Black creators are using TikTok to educate. We should all pay attention.

A phone with TikTok leaning against a stack of textbooks

TikTok is home to more than just dances and funny videos; for many, it’s a platform to discuss social issues in need of more attention.

The ‘Black Leftist Hype House’ is a recent TikTok account comprised of Black leftists who share their views on imperialism, capitalism, and white supremacy on their platform. Their aim is to create an intersectional and educational space for Black leftists online.

The account is a direct contrast to other Hype Houses on the platform, made up of white members and primarily driven by a desire for more profit, more followers, and more content.

Its success also counters the controversial fame of figures like Charli Dimelio, who profited immensely off her Renegade TikTok dance—despite the dance originating from a Black creator. While Dimelio has been named the dance’s ‘CEO,’ Jalaiah Harmon—the creator of the dance—goes mostly unknown and uncredited.

TikTok hasn’t always been the safest space for Black creators; accusations of the app’s alleged censoring of Black Lives Matter hashtags last year is a testament to that. But the Black Leftist Hype House is creating a shift in the platform, making information on current social issues accessible for young people.

The fact that the Hype House is made up of Black creators is especially important.
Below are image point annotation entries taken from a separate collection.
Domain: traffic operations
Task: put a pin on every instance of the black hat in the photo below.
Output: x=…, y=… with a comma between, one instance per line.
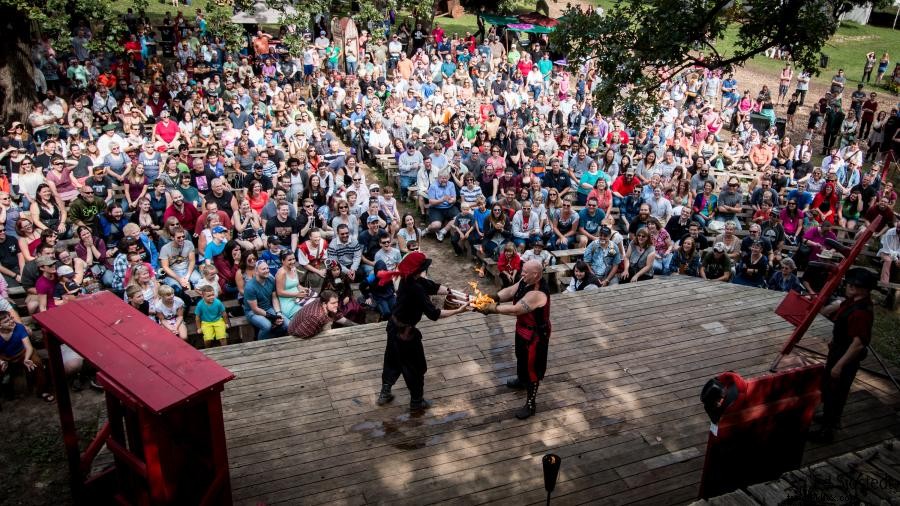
x=720, y=392
x=862, y=278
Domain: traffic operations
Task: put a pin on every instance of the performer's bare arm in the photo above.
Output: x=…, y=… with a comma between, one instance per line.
x=531, y=301
x=507, y=293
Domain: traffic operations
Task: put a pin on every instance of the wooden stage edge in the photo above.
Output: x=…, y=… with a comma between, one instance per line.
x=620, y=404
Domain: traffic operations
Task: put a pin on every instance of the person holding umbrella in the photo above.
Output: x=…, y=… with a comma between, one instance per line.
x=853, y=318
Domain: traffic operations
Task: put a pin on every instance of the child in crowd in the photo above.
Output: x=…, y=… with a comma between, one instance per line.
x=216, y=245
x=272, y=255
x=212, y=319
x=210, y=278
x=136, y=299
x=387, y=204
x=169, y=310
x=462, y=226
x=537, y=252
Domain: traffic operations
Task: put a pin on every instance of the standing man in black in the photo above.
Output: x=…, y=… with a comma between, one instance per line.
x=853, y=318
x=530, y=299
x=404, y=355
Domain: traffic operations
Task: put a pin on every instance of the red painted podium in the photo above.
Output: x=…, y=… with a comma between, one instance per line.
x=762, y=434
x=163, y=398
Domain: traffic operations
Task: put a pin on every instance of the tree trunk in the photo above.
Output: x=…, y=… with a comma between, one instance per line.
x=16, y=68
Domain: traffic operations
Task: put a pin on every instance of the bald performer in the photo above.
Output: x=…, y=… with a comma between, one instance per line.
x=529, y=301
White leftists might be able to educate themselves on social issues, but that can never replace the lived experiences of Black people who face discrimination their whole lives.

School curriculums can also act as gatekeepers of education, picking and choosing issues to discuss in academic settings, as well as how to portray them.

By contrast, creators the Black Leftist Hype House have the freedom to speak about issues from their own lived experiences without being limited to what might appear in a textbook.

Having Black leftist discourse like this is a positive thing, carving space for other Black creators on the platform. But that’s not to say TikTok as a platform is wholly positive. Like any social media platform, the app hosts toxic comment sections in addition to, at times, toxic content.

It’s important for TikTok to protect its creators, encourage spaces like Black Leftist Hype House, and work to ensure the safety, both physical and mental, of those on the app.

It’s equally vital for users of the app to engage with Black creator content. This will not only help diversify the content of the users, but will help to promote and boost Black creators on the site.

TikTok is far from just Charli Dimelio’s domain; it’s a platform teeming with diverse creators and resources to help educate oneself. Instead of dismissing the app as silly, we must acknowledge the many facets of TikTok—in addition to its creators.